Claude ne répondit pas.

— Tu te rappelles ? Je vous ai emmenés en camionnette. Je vous ai aidés à poser les charges. Tu te souviens ? Il fallait ramper sous les locomotives, pas facile, ça non, pas facile. Les locomotives sont basses, et moi qui suis un peu costaud, j’ai bien cru que j’allais rester coincé, tu te souviens ? On a ri après ça. On a ri.

Silence.

— Je vous rembourserai la nourriture, je vous donnerai de l’argent, je vous rendrai les outils, j’en rachèterai même d’autres. Mais pourquoi m’avoir fait ça… Vous êtes venus libérer la France, au péril de votre vie… Tout ça pour brûler la maison d’un voleur de boîtes de conserve. Tout ça pour ça ? C’est donc ça l’idéal qui vous a emmenés jusqu’ici ? Mais Seigneur ! Je suis un honnête Français. Un bon père et un bon citoyen.

Robert cessa de parler. Il n’en pouvait plus. Il avait tellement mal. Il avait envie de mourir tant il avait mal. Et sa maison qui brûlait. Il l’aimait cette maison. Où vivraient-ils maintenant ?

Il y eut un long silence. Le crépitement des flammes avait supplanté les bruits de la nuit. Key rengaina son arme.
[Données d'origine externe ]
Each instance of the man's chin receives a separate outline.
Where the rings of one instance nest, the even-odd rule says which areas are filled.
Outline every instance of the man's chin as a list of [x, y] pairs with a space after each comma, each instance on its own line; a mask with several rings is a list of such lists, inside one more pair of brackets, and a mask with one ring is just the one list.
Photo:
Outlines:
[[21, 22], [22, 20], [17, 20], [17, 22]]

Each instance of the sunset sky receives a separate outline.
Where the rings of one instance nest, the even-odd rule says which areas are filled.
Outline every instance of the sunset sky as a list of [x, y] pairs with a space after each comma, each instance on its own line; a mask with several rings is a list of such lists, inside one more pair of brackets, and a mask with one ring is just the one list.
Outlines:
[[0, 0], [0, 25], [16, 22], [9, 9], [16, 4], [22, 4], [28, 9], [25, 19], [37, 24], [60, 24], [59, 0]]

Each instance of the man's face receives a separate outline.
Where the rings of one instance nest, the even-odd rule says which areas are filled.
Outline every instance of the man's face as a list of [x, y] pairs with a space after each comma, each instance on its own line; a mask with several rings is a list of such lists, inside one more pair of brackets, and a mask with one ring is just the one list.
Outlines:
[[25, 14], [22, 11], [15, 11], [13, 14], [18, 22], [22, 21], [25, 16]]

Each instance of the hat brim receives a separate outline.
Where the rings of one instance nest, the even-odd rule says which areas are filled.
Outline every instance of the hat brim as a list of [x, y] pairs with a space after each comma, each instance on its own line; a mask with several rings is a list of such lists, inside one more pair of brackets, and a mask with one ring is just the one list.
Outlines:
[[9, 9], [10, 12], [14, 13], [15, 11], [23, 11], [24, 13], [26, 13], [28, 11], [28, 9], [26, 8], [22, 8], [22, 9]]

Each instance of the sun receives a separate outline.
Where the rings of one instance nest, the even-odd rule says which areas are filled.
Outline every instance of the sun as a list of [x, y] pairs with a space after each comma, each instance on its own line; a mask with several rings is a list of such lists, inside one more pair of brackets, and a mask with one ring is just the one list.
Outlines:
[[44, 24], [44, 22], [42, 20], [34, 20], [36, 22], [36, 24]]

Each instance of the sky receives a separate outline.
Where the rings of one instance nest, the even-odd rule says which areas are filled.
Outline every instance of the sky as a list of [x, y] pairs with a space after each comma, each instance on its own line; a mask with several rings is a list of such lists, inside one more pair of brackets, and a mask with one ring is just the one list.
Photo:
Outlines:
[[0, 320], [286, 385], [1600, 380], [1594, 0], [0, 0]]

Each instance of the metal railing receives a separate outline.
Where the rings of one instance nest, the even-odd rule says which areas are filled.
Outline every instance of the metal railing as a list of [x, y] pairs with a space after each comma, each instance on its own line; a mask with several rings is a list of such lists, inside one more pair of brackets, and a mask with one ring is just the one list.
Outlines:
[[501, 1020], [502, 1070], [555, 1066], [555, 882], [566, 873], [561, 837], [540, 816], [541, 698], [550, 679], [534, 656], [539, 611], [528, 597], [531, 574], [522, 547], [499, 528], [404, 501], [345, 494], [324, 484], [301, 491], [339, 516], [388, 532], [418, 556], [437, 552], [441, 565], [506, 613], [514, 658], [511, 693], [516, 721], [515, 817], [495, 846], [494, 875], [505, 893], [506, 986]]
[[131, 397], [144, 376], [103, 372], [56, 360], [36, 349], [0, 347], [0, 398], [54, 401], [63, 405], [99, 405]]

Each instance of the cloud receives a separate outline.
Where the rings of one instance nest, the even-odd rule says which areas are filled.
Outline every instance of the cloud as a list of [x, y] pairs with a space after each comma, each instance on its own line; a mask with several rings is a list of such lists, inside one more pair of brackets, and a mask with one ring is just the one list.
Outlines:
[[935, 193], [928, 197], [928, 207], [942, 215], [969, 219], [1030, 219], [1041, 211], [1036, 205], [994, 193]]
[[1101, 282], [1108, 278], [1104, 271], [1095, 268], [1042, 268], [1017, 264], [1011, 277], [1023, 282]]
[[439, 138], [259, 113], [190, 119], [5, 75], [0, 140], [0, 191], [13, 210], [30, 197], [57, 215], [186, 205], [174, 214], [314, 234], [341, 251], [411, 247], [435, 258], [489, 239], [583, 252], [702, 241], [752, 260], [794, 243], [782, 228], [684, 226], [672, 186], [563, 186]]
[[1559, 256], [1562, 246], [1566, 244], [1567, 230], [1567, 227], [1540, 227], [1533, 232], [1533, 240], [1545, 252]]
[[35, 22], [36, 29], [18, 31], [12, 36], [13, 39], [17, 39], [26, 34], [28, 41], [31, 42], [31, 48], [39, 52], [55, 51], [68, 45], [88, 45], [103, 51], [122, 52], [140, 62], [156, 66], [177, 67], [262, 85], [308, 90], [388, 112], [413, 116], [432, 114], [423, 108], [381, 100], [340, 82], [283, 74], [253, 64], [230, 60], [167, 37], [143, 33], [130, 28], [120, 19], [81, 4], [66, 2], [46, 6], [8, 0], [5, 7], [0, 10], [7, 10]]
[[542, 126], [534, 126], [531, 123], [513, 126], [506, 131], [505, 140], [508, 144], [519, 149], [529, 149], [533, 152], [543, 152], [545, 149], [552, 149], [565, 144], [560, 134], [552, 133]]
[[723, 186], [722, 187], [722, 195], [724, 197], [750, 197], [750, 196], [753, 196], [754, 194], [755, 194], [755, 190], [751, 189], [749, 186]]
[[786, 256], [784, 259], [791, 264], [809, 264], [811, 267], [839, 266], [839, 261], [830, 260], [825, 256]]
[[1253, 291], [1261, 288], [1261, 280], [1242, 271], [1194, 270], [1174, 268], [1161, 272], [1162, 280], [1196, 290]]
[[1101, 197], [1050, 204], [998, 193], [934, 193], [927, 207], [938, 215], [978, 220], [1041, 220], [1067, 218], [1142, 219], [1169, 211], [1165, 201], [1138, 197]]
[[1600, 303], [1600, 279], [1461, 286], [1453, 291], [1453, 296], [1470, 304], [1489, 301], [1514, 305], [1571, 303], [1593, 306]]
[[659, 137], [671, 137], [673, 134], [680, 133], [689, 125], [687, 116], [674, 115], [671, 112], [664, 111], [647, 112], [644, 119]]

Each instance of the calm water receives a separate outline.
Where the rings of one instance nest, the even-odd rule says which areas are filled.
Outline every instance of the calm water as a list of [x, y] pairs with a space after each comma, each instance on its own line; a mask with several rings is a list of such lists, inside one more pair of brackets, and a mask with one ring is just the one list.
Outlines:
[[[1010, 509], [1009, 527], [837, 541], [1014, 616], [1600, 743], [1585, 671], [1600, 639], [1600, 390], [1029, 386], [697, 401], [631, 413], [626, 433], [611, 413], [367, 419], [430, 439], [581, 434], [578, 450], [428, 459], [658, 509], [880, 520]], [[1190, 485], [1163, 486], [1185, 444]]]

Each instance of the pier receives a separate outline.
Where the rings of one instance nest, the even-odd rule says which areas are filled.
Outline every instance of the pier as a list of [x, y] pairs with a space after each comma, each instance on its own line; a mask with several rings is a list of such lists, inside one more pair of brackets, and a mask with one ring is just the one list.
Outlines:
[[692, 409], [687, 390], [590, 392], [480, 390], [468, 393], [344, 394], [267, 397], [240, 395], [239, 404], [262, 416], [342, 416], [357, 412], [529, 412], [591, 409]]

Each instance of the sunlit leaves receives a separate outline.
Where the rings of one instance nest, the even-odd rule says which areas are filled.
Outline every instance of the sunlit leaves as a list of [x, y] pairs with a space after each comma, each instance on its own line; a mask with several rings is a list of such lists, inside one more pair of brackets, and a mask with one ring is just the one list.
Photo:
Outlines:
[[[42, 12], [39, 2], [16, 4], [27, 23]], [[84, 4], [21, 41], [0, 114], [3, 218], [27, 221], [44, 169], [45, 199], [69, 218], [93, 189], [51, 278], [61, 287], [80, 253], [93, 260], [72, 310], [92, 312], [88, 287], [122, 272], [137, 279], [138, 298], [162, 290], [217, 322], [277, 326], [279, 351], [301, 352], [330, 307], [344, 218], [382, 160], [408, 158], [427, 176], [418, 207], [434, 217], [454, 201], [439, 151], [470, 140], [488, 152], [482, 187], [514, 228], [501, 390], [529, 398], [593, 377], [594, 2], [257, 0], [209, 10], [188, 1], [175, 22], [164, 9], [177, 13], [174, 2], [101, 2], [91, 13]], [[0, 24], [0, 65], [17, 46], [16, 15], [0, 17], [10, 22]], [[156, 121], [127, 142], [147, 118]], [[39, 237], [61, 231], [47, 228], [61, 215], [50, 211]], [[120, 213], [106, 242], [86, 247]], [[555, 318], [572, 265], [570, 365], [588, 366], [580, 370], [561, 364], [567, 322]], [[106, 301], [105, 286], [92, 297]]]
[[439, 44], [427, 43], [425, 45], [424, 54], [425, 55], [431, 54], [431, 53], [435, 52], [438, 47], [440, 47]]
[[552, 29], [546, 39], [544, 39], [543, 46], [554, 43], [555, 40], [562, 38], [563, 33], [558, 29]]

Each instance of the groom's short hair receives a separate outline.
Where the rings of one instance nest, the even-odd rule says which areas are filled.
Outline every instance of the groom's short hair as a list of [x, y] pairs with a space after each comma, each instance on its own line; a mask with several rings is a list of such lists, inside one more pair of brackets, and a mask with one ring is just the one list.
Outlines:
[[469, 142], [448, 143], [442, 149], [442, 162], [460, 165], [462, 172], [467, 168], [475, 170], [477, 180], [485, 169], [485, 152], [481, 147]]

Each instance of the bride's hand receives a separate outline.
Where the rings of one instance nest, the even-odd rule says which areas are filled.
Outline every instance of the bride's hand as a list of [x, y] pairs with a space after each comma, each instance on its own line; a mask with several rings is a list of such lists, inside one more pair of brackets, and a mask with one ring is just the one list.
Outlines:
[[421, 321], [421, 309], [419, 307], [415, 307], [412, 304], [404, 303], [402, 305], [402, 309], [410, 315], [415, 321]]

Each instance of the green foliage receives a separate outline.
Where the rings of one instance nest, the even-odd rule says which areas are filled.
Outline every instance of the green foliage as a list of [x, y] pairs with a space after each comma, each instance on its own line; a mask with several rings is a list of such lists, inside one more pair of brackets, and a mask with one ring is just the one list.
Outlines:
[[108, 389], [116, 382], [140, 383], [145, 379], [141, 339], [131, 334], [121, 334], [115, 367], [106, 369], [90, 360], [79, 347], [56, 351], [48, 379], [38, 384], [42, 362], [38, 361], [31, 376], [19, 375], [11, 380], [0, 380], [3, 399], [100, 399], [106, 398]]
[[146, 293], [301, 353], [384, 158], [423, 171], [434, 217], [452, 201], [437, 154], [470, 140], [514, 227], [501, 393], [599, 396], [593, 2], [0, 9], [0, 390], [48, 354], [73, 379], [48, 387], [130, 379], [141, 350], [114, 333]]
Par la fenêtre de la maison voisine où s’étaient réfugiés la femme et les enfants de Robert, terrifiés, il croisa le regard de l’enfant qui regardait son père, battu et humilié sous ses yeux.

La maison brûlait, les flammes s’élevaient haut dans le ciel. L’homme, couché dans la poussière, sanglotait. Claude se passa une main sur le visage. Robert était innocent.

— Qu’avons-nous fait, Key ? souffla-t-il.

— Je n’en sais rien. Nous ne sommes même plus des Hommes.

Silence.

— Il faut qu’on rentre, il faut partir. Partir et oublier.

Key acquiesça. Partir et oublier.

— Je me charge de nous trouver un avion pour Londres, dit-il. Va chercher Gros.

QUATRIÈME PARTIE

59

Plus personne ne l’aimait. Alors il était parti. Sur le pont du bateau qui l’emmenait à Calais, Gros regardait l’Angleterre qui s’éloignait. Le vent furieux de la fin d’automne lui battait le visage. Il était si triste. C’était la fin octobre 1944, et plus personne ne l’aimait.